I flew from Syracuse to Long Island to attend to some business. I drove to a friend's home where I was to have dinner and was informed by my assistant that I should call David Kirkpatrick right away. Kirkpatrick was a beady-eyed, untalented tool who had seemed like he was up to something throughout my sequel negotiation. Now, he became vividly clear. I had to decide if I would agree to an open-ended clause relating to dates for the first sequel and thus completely give up the chance to do one of the greatest dramas in the American theatre, or he would rescind my offer. They had the other guy all lined up, and they were looking for a way to gut me. I thought he wasn't serious at first. Then, when I realized he was, I chose A Streetcar Named Desire.

A lot changed in my life with that decision. And I do not regret it. The movie and television business are filled with some of the most wonderful and talented people you could ever know. It is also the rock under which you find the biggest, lyingest, thievingest scumbags on Earth. (They tend to be the ones that are not in any craft or union related to actually making a movie.) However, one of the great oddities in show business is how someone you respect can have a good experience with someone you loathe. Conan had a tough time reconciling Jeff Zucker's decisions. Maybe I would have too. Meanwhile, Jeff has only been supportive of me during my recent years at NBC. Go figure.

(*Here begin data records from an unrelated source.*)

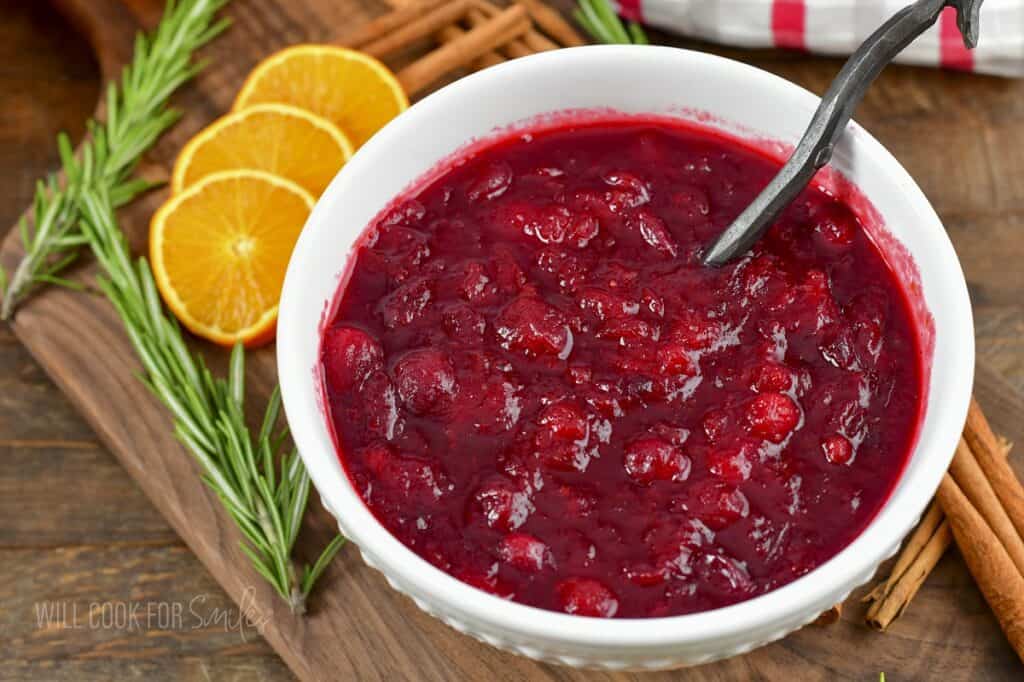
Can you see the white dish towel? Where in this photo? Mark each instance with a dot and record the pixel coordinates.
(838, 27)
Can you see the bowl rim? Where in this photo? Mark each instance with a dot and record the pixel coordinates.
(418, 577)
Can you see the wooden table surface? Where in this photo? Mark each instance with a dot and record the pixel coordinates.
(75, 528)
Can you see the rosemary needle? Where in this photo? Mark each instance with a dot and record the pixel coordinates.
(599, 19)
(263, 485)
(136, 114)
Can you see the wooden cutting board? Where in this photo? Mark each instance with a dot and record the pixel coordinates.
(358, 628)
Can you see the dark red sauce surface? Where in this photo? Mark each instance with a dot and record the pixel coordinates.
(537, 387)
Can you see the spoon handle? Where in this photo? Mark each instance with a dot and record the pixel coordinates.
(815, 147)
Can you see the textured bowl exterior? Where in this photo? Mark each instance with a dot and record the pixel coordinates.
(720, 93)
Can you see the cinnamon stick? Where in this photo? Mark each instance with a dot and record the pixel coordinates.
(553, 24)
(510, 24)
(922, 552)
(830, 616)
(986, 449)
(419, 28)
(894, 602)
(993, 570)
(512, 49)
(450, 33)
(390, 22)
(919, 539)
(530, 42)
(971, 479)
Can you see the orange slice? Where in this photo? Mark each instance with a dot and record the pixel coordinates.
(219, 250)
(278, 138)
(352, 90)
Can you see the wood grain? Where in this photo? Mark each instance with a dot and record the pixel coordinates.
(359, 629)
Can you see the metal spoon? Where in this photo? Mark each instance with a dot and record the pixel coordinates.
(815, 147)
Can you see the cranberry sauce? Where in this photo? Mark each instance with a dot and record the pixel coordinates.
(537, 387)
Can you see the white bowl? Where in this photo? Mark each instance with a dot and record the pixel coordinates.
(658, 80)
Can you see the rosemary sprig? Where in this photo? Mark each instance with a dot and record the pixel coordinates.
(262, 484)
(600, 20)
(136, 114)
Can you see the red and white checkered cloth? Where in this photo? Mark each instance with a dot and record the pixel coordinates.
(838, 27)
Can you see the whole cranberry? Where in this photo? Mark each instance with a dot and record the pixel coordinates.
(838, 450)
(425, 380)
(524, 552)
(772, 416)
(651, 459)
(585, 596)
(349, 356)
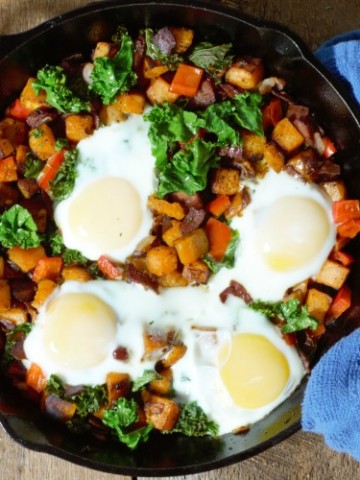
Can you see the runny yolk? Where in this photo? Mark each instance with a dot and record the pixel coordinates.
(106, 215)
(253, 370)
(78, 330)
(292, 232)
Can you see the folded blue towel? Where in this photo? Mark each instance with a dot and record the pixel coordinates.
(331, 405)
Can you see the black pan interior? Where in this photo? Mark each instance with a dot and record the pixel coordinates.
(307, 81)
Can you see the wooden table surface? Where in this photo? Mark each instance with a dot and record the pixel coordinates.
(302, 456)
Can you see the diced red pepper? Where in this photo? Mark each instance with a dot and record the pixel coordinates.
(186, 80)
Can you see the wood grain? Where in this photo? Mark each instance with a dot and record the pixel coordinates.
(302, 456)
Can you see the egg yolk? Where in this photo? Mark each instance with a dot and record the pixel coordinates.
(253, 370)
(292, 232)
(78, 330)
(106, 215)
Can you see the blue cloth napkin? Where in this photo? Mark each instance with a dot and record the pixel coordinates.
(331, 405)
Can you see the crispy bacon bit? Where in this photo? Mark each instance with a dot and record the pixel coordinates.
(235, 288)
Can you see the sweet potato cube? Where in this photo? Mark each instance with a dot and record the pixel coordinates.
(158, 92)
(273, 157)
(29, 99)
(5, 296)
(332, 274)
(192, 246)
(318, 303)
(245, 73)
(287, 135)
(26, 258)
(42, 141)
(45, 288)
(226, 181)
(8, 170)
(78, 127)
(117, 385)
(161, 412)
(183, 37)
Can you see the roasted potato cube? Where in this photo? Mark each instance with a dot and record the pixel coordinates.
(161, 260)
(332, 274)
(161, 412)
(226, 181)
(335, 189)
(192, 246)
(158, 92)
(78, 127)
(245, 73)
(273, 157)
(318, 303)
(29, 99)
(42, 141)
(287, 135)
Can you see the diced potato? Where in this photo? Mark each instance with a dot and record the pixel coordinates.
(173, 233)
(332, 274)
(45, 288)
(6, 148)
(318, 303)
(197, 272)
(79, 274)
(42, 141)
(5, 296)
(226, 181)
(161, 412)
(287, 135)
(26, 258)
(191, 247)
(14, 130)
(183, 37)
(253, 145)
(163, 385)
(173, 210)
(78, 127)
(117, 385)
(336, 190)
(161, 260)
(158, 92)
(29, 99)
(245, 73)
(273, 157)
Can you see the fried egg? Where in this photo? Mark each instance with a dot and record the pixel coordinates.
(106, 213)
(236, 367)
(286, 234)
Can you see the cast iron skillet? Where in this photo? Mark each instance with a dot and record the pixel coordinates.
(309, 83)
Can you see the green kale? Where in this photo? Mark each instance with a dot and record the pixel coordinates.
(147, 377)
(193, 422)
(112, 76)
(183, 155)
(33, 166)
(171, 60)
(295, 315)
(53, 80)
(69, 255)
(17, 227)
(214, 59)
(123, 415)
(229, 258)
(64, 181)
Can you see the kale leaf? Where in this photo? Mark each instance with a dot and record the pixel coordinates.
(17, 227)
(229, 258)
(295, 315)
(123, 415)
(193, 422)
(64, 181)
(53, 80)
(112, 76)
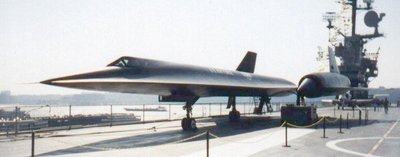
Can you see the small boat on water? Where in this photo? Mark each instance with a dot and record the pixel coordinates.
(152, 109)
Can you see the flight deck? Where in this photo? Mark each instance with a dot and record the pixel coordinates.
(377, 134)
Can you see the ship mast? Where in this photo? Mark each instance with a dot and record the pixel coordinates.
(356, 63)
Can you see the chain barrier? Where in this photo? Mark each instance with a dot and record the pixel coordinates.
(331, 121)
(311, 125)
(306, 126)
(107, 148)
(243, 142)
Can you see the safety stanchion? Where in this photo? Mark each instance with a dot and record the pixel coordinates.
(366, 117)
(286, 145)
(69, 118)
(340, 124)
(111, 116)
(324, 127)
(33, 145)
(334, 111)
(208, 143)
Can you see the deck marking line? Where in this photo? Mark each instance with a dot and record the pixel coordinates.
(376, 146)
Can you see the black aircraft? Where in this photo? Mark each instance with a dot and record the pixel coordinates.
(181, 83)
(320, 84)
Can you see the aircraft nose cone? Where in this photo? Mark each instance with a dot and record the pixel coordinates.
(48, 82)
(308, 88)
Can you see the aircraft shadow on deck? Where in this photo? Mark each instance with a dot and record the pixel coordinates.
(223, 128)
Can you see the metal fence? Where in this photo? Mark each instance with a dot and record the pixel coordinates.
(25, 118)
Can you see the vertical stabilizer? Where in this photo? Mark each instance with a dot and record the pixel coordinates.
(248, 63)
(333, 68)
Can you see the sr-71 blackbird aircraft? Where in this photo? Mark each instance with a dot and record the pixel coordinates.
(185, 83)
(181, 83)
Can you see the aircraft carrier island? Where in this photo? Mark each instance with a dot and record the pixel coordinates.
(331, 112)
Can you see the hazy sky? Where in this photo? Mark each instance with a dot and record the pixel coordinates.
(51, 38)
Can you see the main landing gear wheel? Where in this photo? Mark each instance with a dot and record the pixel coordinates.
(188, 124)
(234, 116)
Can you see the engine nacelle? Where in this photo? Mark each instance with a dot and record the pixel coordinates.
(323, 84)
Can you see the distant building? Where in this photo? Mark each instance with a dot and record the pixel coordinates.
(5, 97)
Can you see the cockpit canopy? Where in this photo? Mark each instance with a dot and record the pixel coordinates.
(130, 62)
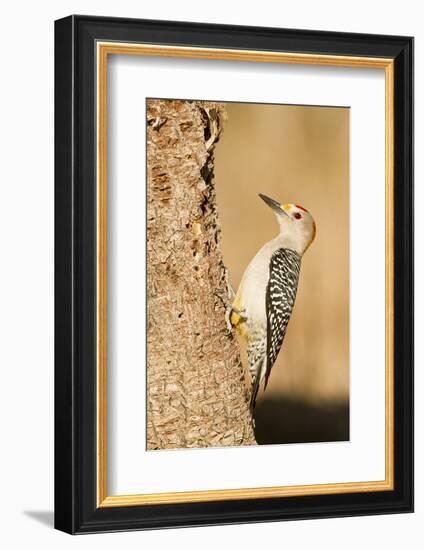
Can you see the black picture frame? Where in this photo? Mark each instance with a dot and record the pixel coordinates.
(76, 510)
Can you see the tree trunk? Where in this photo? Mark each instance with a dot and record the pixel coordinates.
(196, 391)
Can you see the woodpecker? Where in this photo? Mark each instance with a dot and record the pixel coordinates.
(265, 298)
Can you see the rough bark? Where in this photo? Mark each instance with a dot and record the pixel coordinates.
(196, 392)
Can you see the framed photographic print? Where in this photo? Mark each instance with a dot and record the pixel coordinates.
(234, 269)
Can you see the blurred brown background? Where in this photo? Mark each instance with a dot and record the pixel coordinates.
(294, 154)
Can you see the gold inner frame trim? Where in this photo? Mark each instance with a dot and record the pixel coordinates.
(103, 49)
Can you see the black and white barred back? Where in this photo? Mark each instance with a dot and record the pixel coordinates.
(281, 291)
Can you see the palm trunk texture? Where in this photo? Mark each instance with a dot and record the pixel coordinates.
(196, 390)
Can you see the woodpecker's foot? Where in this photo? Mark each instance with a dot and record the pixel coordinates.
(228, 312)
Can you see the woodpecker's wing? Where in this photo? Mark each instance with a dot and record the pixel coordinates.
(281, 291)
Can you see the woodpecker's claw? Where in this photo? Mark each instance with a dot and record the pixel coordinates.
(228, 312)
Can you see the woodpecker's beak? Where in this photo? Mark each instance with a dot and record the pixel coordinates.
(276, 206)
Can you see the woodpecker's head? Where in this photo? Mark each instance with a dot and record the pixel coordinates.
(297, 226)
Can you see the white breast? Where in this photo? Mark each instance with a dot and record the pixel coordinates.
(252, 290)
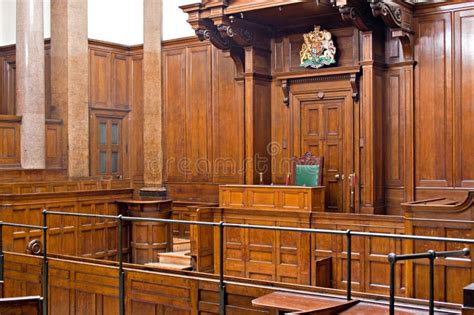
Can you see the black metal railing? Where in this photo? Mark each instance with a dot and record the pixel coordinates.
(45, 257)
(349, 234)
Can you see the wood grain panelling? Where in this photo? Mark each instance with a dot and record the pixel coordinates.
(87, 237)
(121, 80)
(393, 131)
(198, 113)
(62, 186)
(174, 116)
(54, 144)
(464, 98)
(433, 105)
(136, 117)
(280, 151)
(8, 86)
(10, 140)
(227, 141)
(203, 120)
(100, 78)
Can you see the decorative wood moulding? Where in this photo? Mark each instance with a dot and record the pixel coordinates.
(208, 31)
(327, 74)
(391, 15)
(241, 36)
(361, 19)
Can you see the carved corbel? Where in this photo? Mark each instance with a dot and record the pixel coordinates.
(208, 31)
(285, 86)
(358, 17)
(355, 88)
(391, 15)
(399, 19)
(234, 30)
(405, 38)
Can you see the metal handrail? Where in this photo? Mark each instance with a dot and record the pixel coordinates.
(221, 226)
(431, 255)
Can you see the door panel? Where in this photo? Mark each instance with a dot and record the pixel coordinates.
(321, 126)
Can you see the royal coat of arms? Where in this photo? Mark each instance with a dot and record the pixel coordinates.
(318, 49)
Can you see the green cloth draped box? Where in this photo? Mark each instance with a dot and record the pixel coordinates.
(307, 175)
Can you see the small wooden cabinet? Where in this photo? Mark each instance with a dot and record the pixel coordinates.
(149, 238)
(272, 197)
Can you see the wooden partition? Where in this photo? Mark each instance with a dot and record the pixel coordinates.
(370, 268)
(62, 186)
(184, 210)
(441, 217)
(87, 237)
(78, 287)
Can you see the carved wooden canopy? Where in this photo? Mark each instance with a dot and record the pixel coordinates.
(241, 23)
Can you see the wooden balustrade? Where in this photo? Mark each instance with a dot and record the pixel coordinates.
(87, 237)
(86, 286)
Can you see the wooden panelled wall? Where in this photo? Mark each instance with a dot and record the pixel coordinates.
(425, 110)
(203, 120)
(429, 125)
(115, 91)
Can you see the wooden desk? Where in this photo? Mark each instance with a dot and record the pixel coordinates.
(295, 303)
(292, 302)
(272, 197)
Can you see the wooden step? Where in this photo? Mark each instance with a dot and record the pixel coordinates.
(156, 266)
(181, 244)
(177, 258)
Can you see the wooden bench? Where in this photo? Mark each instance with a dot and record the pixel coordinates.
(302, 304)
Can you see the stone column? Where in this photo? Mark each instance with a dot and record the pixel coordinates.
(152, 99)
(30, 82)
(70, 79)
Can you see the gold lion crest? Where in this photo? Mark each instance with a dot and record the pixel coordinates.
(318, 49)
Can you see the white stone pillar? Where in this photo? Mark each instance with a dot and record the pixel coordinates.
(30, 82)
(152, 98)
(70, 79)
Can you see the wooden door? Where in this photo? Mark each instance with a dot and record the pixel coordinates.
(323, 126)
(109, 145)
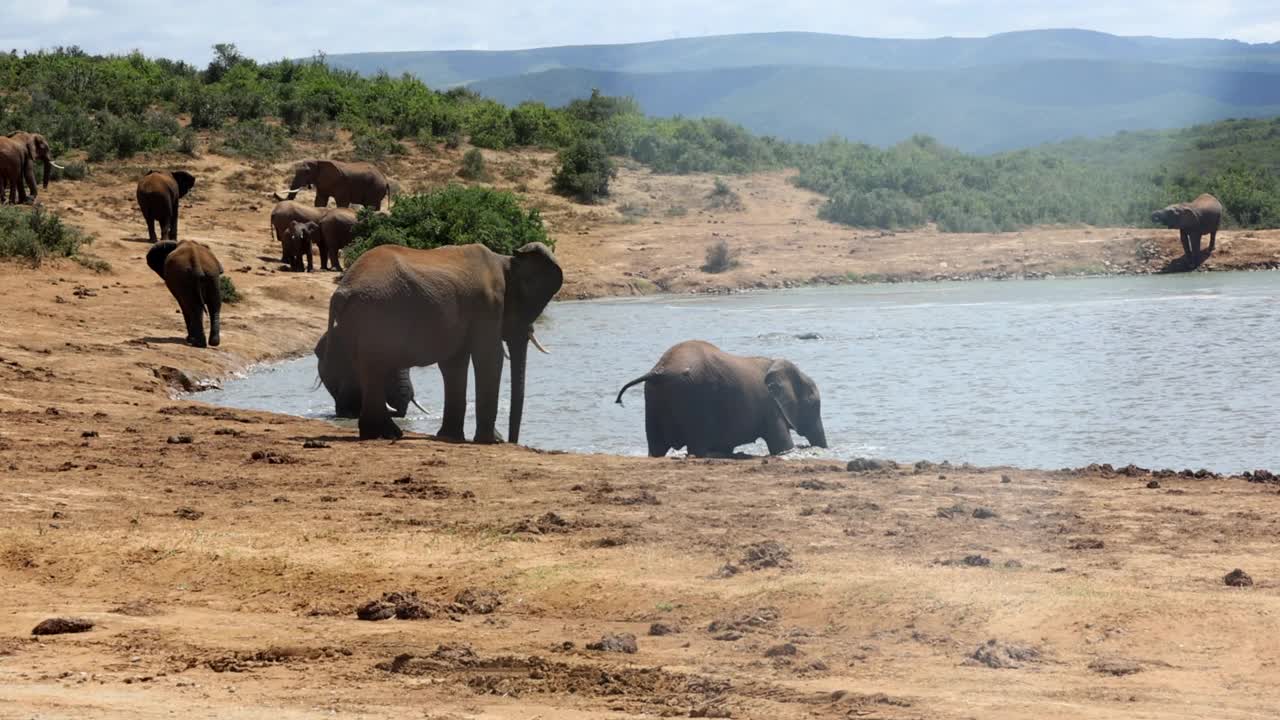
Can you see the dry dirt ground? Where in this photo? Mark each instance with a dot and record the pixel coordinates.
(223, 561)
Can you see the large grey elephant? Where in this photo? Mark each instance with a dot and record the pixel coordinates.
(339, 379)
(403, 308)
(36, 149)
(1193, 220)
(360, 183)
(699, 396)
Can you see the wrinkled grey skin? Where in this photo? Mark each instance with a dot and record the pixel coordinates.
(700, 397)
(338, 377)
(1193, 220)
(348, 183)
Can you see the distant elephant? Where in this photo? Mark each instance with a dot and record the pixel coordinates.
(1193, 219)
(347, 183)
(192, 273)
(37, 149)
(699, 396)
(297, 244)
(403, 308)
(13, 169)
(283, 215)
(344, 387)
(158, 194)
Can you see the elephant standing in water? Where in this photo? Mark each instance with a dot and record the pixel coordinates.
(1193, 220)
(360, 183)
(339, 379)
(711, 401)
(403, 308)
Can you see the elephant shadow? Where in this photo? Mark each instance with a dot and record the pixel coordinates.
(1184, 264)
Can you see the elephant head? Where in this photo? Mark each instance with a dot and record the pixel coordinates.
(1179, 215)
(533, 278)
(304, 176)
(37, 149)
(796, 396)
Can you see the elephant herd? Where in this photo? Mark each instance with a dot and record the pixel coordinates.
(466, 309)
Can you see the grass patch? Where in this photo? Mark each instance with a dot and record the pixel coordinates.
(36, 235)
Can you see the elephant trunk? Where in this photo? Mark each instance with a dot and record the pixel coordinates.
(519, 349)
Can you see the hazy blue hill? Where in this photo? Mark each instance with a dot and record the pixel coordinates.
(457, 67)
(996, 108)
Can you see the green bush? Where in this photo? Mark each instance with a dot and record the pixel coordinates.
(451, 215)
(584, 172)
(472, 165)
(36, 235)
(227, 290)
(255, 139)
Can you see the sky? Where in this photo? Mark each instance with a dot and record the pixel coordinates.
(269, 30)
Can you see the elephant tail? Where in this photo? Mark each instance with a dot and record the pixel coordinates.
(649, 376)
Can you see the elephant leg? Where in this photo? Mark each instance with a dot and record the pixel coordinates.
(488, 365)
(214, 302)
(375, 422)
(455, 372)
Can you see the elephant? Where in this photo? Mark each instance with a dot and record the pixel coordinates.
(297, 244)
(347, 183)
(700, 397)
(283, 215)
(13, 171)
(344, 387)
(192, 273)
(36, 149)
(159, 192)
(405, 308)
(1193, 220)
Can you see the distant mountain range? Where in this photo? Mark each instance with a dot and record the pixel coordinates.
(983, 95)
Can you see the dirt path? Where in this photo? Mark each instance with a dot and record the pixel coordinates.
(223, 563)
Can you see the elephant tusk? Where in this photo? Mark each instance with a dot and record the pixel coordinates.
(533, 338)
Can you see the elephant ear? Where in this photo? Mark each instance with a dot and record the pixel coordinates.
(186, 181)
(780, 381)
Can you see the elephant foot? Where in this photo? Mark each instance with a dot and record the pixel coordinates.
(380, 428)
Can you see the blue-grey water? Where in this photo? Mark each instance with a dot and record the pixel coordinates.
(1166, 372)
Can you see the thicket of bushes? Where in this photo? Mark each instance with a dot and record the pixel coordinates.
(451, 215)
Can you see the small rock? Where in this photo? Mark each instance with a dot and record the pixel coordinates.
(622, 642)
(60, 625)
(1238, 579)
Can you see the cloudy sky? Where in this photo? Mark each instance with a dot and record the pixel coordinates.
(270, 30)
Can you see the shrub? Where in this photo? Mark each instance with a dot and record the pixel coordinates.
(585, 172)
(451, 215)
(227, 290)
(720, 258)
(36, 233)
(472, 165)
(255, 139)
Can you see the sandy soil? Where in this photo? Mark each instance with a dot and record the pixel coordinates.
(223, 561)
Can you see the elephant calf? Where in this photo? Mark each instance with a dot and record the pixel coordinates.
(1193, 220)
(192, 274)
(158, 196)
(700, 397)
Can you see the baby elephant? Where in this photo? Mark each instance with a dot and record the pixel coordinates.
(1193, 219)
(158, 197)
(192, 273)
(699, 396)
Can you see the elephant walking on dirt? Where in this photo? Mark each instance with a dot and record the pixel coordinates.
(403, 308)
(699, 396)
(360, 183)
(343, 386)
(159, 192)
(1193, 220)
(192, 273)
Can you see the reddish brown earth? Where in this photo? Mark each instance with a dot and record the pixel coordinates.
(224, 574)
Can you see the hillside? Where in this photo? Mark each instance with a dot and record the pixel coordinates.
(1000, 108)
(461, 67)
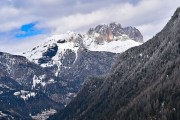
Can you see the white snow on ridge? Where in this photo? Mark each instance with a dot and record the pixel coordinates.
(25, 95)
(38, 80)
(69, 40)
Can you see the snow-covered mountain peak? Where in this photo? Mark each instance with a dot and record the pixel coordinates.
(109, 32)
(108, 38)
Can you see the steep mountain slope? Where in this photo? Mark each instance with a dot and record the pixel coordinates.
(52, 73)
(20, 93)
(73, 57)
(144, 84)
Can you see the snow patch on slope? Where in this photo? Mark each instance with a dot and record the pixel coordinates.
(25, 95)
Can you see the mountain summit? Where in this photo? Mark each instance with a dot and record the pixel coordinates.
(114, 31)
(144, 84)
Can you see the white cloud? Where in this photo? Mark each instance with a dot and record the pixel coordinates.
(59, 16)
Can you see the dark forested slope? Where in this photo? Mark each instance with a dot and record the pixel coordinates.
(144, 84)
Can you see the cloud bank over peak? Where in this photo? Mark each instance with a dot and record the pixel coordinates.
(59, 16)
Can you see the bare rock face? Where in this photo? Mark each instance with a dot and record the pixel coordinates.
(114, 30)
(144, 83)
(133, 33)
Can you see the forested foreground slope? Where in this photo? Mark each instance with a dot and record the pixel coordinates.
(144, 84)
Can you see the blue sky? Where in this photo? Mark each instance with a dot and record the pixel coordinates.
(19, 26)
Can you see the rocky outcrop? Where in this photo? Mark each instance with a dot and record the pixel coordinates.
(113, 31)
(144, 84)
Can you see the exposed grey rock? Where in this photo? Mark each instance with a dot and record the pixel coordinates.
(143, 84)
(108, 32)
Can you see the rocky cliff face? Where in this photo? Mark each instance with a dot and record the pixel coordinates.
(52, 73)
(114, 31)
(144, 84)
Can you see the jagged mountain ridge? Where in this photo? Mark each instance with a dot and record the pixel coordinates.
(54, 72)
(144, 84)
(113, 31)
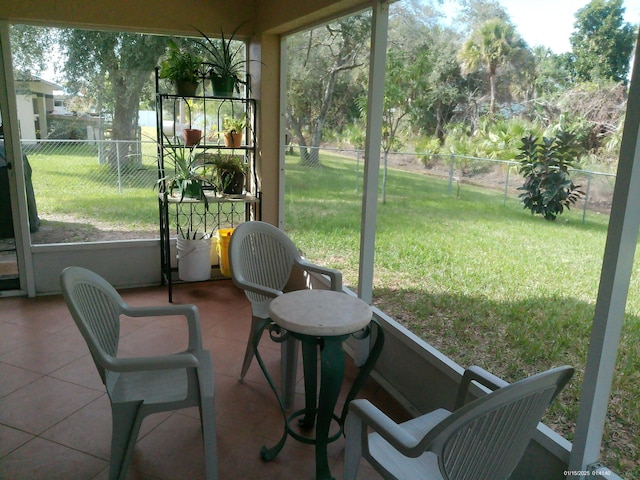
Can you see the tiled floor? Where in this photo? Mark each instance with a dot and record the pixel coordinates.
(55, 420)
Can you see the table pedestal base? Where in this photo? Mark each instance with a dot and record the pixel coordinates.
(320, 412)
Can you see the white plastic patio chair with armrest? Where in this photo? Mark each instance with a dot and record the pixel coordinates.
(262, 259)
(484, 439)
(140, 386)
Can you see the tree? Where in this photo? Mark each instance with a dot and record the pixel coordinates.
(548, 187)
(602, 42)
(492, 45)
(437, 86)
(318, 60)
(113, 68)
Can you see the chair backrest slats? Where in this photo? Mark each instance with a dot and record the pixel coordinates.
(487, 437)
(100, 315)
(95, 307)
(262, 254)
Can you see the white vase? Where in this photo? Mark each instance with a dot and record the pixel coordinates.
(194, 259)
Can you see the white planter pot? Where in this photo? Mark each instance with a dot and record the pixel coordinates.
(194, 259)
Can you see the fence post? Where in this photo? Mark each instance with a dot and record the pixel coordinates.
(118, 166)
(453, 158)
(586, 198)
(506, 184)
(357, 168)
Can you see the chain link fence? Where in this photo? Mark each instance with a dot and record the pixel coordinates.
(105, 190)
(498, 175)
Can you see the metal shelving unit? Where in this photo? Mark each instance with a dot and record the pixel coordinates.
(175, 113)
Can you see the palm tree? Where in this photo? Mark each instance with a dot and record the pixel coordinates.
(493, 44)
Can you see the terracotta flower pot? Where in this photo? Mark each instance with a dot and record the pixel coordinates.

Conan has moved on and his great talent is undiminished by his difficult experiences. I had wanted to say to him back then what I will now offer to Charlie. You can't win. Really. You can't. When executives at studios and networks move up to the highest ranks, they are given a book. The book is called How to Handle Actors. And one principle held dear in that book is that no actor is greater than the show itself when the show is a hit. And, in that regard, they are often right. Add to that the fact that the actor who is torturing their diseased egos is a drug-addled, porn star-squiring, near-Joycean Internet ranter, and they really want you to go.

Granted, it didn't get real until you insulted them. And your suit may have real grounds.

But you know what you should do? Take a nap. Get a shower. Call Chuck. Go on Letterman and make an apology. Write a huge check to the B'Nai Brith. And then beg for your job back. Your fans demand it. You will never win because when you are as big a douchebag as some of these guys are, they have no choice but to snuff you. (Do you secretly want to get snuffed? So you can go back and make movies?)

Sober up, Charlie. And get back on TV, if it's not too late. This is America. You want to really piss off Chuck and Warner Brothers and CBS? Beg for America's forgiveness. They will give it to you. And then go back. You are a great television star. And you've got the gig. As I learned from closely observing Tony Bennett so I could impersonate him on SNL, this is supposed to be fun.

P.S.... buy Cryer a really nice car.